I think he really enjoys his work (the trick) and knew it was work time. Molly can be a silly goose until she knows it's time for work. For us, that's getting into heel position. 


Sent from Petguide.com App


----------



## goodog (May 6, 2013)

Kai gets lots of puppy passes as he still is a puppy. That said, we are working on "defining his job description." Weve recently found a new command that provides a safety zone in times of high stress. >*"Watch me"-*-- Its a far more proactive way of getting and maintaining his attention especially when very distracting stuff happens than "leave it." Weve had great luck.

Tasks that require both mental focus and physical exertion are his favs-no surprise. They tire him out quickest and are the most gratifying. He likes to "clean-up" his toys n bones. Makes him feel like a big boy. Same goes for each new task he masters. It always amazes


----------



## AmberSunrise (Apr 1, 2009)

That, my friend, is focus  It is an amazing feeling isn't it?

What I think it means is that you are doing things completely right and more focus will follow as long as he continues to know how much you love it  The tasks and tricks you are training are starting to become self rewarding and impulse control is growing with the expectation that his reward will surely arrive.

Congratulations!


----------



## quilter (Sep 12, 2011)

Sunrise said:


> That, my friend, is focus  It is an amazing feeling isn't it?


Yes, it's amazing! The image is burned in my memory. I know that sounds silly, but for that minute, nothing existed except him, me, and the stuffies.

And his mouth was shut. I read Control Unleashed (the puppy book) and she makes a big deal about a closed mouth and soft eyes. Not sure we had the soft eyes, but certainly intent eyes. Not wild eyes.  It's a completely different look.
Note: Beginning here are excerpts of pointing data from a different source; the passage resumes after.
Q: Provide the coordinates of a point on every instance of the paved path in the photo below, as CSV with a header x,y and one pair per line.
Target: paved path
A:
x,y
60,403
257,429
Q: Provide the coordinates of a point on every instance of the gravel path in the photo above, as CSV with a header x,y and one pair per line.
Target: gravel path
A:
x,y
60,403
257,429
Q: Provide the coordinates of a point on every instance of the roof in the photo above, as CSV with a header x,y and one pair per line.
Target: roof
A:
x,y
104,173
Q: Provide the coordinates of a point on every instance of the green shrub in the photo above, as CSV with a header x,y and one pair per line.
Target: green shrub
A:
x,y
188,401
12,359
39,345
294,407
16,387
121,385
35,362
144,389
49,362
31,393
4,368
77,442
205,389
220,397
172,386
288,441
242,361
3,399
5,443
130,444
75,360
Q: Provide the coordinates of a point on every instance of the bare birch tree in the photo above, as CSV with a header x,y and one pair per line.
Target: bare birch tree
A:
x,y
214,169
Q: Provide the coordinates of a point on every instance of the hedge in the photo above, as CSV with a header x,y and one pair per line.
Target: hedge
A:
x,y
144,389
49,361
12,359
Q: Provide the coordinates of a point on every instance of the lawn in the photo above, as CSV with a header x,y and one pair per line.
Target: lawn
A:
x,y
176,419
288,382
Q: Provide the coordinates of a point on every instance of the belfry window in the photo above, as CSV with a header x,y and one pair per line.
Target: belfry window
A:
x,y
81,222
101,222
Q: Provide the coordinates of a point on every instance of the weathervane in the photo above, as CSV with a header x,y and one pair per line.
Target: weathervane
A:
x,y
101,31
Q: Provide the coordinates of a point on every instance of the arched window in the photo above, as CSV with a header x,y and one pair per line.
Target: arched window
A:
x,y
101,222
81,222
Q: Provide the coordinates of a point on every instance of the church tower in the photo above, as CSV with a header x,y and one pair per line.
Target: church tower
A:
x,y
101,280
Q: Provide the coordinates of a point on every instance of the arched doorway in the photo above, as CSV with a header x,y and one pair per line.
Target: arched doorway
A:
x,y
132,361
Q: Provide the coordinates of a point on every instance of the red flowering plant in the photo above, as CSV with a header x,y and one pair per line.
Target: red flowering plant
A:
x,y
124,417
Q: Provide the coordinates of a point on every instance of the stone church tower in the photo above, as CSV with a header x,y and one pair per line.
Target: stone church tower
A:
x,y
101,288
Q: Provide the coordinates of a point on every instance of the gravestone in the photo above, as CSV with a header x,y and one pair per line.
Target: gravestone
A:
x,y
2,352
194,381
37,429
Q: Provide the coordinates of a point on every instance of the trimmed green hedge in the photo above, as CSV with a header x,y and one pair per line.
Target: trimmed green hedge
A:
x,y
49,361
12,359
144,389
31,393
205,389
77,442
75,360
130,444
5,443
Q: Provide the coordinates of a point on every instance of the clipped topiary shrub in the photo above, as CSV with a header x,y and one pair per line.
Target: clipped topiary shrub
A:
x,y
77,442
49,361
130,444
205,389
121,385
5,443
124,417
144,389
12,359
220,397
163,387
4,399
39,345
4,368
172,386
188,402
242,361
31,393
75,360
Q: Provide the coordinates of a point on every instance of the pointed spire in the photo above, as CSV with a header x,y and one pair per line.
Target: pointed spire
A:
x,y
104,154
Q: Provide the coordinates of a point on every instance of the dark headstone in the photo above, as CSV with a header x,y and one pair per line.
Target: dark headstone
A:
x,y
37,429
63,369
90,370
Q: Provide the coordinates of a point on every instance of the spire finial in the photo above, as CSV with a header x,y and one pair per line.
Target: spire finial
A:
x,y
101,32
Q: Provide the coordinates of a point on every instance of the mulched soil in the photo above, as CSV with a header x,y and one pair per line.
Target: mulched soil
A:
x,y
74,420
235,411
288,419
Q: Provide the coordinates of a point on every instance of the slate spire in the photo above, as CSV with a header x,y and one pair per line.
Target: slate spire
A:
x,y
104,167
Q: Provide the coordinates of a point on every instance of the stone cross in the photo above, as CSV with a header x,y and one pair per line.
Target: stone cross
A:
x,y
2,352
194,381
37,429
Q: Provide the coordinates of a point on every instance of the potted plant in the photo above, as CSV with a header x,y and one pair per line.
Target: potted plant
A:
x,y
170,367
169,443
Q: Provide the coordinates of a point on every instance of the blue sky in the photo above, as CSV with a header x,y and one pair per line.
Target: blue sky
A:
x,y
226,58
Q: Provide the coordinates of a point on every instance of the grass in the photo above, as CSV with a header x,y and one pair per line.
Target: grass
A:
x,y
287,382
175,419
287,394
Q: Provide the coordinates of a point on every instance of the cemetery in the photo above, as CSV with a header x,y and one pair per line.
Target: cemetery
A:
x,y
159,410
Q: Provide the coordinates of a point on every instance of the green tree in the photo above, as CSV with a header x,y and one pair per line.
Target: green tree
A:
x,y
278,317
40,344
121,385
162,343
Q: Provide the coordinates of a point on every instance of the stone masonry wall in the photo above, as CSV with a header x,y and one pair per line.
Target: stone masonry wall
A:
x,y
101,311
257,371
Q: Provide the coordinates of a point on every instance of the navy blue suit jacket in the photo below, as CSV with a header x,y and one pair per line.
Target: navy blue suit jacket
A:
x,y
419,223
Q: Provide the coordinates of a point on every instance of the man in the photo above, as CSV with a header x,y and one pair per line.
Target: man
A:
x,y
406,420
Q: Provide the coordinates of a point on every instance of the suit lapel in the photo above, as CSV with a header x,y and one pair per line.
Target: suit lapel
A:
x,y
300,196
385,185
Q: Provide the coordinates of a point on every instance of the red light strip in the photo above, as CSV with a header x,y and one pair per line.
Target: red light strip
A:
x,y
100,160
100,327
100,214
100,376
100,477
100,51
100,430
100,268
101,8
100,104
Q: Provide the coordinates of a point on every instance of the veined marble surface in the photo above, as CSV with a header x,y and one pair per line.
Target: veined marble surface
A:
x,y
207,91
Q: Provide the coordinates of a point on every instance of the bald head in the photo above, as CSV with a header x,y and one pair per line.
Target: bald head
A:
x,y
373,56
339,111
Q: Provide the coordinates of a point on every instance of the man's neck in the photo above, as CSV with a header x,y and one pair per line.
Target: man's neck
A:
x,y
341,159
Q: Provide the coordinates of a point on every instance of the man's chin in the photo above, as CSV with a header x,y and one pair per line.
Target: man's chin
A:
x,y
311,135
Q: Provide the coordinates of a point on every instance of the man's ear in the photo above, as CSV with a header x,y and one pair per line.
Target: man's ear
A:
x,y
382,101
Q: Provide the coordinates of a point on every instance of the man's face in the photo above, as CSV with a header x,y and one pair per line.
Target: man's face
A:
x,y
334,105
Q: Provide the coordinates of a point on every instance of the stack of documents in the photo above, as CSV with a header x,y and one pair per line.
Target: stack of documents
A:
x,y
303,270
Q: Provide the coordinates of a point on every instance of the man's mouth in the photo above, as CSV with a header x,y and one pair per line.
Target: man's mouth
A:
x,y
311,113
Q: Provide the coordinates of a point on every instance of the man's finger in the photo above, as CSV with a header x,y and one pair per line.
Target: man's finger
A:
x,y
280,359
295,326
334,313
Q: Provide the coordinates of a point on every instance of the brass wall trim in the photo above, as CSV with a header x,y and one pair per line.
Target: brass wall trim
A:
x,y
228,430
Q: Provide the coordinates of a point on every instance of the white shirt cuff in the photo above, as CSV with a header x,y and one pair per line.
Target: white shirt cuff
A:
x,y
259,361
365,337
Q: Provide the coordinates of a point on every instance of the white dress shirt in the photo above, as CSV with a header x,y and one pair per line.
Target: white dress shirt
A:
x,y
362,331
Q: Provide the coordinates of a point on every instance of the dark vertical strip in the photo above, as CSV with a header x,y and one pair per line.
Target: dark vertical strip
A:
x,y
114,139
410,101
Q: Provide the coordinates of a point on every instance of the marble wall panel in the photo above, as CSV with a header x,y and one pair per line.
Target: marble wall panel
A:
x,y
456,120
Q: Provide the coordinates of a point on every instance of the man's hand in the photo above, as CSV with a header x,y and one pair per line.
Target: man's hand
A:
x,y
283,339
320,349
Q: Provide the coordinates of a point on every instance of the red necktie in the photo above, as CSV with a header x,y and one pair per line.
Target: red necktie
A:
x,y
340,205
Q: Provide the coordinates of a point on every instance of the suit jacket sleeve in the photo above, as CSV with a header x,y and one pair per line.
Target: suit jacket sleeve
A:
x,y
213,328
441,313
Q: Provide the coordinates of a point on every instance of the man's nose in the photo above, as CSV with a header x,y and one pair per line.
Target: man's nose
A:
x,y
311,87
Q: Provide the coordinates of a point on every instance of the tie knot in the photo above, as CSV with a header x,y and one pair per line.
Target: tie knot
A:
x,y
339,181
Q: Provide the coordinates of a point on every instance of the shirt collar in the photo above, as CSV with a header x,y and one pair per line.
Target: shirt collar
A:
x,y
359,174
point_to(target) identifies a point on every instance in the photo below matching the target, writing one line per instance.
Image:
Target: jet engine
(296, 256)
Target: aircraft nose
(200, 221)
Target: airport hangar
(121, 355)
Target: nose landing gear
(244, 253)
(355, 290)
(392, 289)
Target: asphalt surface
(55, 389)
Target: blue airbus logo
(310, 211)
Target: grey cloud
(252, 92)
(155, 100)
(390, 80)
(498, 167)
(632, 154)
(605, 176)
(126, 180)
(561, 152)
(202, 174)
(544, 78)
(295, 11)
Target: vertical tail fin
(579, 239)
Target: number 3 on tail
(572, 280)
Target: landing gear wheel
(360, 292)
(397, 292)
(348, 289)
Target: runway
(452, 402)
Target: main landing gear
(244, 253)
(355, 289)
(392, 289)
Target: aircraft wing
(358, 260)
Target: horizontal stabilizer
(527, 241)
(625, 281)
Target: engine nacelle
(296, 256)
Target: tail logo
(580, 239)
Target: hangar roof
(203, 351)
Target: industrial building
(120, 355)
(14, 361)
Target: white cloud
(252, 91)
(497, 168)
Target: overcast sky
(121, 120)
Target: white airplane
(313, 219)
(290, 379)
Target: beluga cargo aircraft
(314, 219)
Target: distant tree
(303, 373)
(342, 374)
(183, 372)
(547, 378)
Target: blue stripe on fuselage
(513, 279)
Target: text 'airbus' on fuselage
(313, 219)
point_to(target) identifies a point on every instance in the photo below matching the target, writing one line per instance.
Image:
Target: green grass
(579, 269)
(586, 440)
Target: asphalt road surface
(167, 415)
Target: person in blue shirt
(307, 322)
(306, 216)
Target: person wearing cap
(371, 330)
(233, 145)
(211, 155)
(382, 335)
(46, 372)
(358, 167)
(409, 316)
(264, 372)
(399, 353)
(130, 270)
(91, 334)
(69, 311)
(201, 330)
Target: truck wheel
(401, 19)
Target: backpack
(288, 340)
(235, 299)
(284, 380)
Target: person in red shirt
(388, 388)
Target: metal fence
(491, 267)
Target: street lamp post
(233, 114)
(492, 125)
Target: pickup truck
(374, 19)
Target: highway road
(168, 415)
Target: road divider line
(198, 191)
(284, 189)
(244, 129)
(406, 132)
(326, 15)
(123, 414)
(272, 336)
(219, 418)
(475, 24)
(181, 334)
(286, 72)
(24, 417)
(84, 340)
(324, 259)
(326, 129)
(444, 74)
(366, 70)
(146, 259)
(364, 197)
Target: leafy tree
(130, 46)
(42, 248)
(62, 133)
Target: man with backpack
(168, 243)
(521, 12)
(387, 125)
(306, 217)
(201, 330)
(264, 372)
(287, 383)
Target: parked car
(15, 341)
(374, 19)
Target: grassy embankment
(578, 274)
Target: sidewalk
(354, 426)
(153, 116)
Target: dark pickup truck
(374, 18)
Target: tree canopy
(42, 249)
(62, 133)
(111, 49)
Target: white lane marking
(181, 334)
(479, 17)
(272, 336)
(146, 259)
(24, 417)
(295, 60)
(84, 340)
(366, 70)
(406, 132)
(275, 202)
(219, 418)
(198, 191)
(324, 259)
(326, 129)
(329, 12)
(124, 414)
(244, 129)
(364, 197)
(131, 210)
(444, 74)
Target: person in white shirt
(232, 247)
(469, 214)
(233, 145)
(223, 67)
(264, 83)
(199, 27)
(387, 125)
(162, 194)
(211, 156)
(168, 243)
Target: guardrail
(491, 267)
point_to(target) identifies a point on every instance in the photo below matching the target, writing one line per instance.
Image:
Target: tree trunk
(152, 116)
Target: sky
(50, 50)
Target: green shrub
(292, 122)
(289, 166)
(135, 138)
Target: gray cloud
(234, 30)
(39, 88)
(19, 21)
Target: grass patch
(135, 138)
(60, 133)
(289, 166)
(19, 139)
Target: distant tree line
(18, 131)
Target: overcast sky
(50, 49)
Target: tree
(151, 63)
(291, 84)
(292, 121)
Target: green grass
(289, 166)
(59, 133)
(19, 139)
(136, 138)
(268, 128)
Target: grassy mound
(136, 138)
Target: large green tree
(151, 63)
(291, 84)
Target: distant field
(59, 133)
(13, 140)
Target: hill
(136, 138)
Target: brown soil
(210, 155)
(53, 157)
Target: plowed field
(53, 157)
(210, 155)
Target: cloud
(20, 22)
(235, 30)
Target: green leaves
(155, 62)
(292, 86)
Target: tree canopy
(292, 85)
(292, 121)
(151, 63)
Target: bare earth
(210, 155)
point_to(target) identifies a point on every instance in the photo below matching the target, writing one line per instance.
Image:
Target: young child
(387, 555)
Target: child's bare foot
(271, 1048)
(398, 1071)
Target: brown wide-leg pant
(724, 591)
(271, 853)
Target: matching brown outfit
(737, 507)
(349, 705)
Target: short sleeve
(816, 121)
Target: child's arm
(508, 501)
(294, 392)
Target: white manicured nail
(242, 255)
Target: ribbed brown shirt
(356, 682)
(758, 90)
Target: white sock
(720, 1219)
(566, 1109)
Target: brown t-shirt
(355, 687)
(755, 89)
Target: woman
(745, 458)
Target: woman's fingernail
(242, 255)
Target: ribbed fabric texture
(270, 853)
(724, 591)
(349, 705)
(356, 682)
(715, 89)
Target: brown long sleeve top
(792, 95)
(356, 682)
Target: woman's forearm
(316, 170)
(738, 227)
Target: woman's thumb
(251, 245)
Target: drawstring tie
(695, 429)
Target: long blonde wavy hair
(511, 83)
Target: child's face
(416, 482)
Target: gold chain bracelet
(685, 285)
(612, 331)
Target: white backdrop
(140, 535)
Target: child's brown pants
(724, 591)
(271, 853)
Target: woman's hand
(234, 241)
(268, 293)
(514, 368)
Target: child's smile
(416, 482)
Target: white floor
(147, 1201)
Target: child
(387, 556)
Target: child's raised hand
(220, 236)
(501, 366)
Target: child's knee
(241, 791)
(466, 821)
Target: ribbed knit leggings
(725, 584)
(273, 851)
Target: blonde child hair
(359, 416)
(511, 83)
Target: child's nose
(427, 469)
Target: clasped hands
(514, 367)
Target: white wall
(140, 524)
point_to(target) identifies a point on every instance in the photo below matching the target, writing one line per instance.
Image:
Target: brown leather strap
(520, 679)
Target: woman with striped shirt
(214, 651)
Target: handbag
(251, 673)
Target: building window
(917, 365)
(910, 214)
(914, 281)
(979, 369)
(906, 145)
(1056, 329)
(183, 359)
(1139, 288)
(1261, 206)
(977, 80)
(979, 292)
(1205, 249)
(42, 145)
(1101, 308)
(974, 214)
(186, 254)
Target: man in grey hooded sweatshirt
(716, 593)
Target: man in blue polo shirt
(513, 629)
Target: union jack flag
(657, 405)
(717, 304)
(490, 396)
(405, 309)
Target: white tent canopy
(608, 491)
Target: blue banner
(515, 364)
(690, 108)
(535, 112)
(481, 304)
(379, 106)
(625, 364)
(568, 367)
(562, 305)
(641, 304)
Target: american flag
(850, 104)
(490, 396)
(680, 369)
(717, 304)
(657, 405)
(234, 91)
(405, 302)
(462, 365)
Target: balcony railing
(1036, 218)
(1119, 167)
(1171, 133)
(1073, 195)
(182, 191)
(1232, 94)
We worked on Close Your Mouth, but not much success. I also read the Frantic dog book and we did a lot of mat work and I trained him to Down into a slouch instead of a sphinx. It's entertaining because it doesn't make him any more relaxed. He sort of throws himself into it all smiley.

Casper does have a good Watch Me. I've learned there's no point in giving him a command if he's not looking at me. I may as well be talking to the wall.

Anyway, he's our smartest dog ever and he won his first toy last night. My husband is still teasing me about with "You like to win. Admit it."


----------



## Sydney's Mom (May 1, 2012)

This is awesome! Congrats!


----------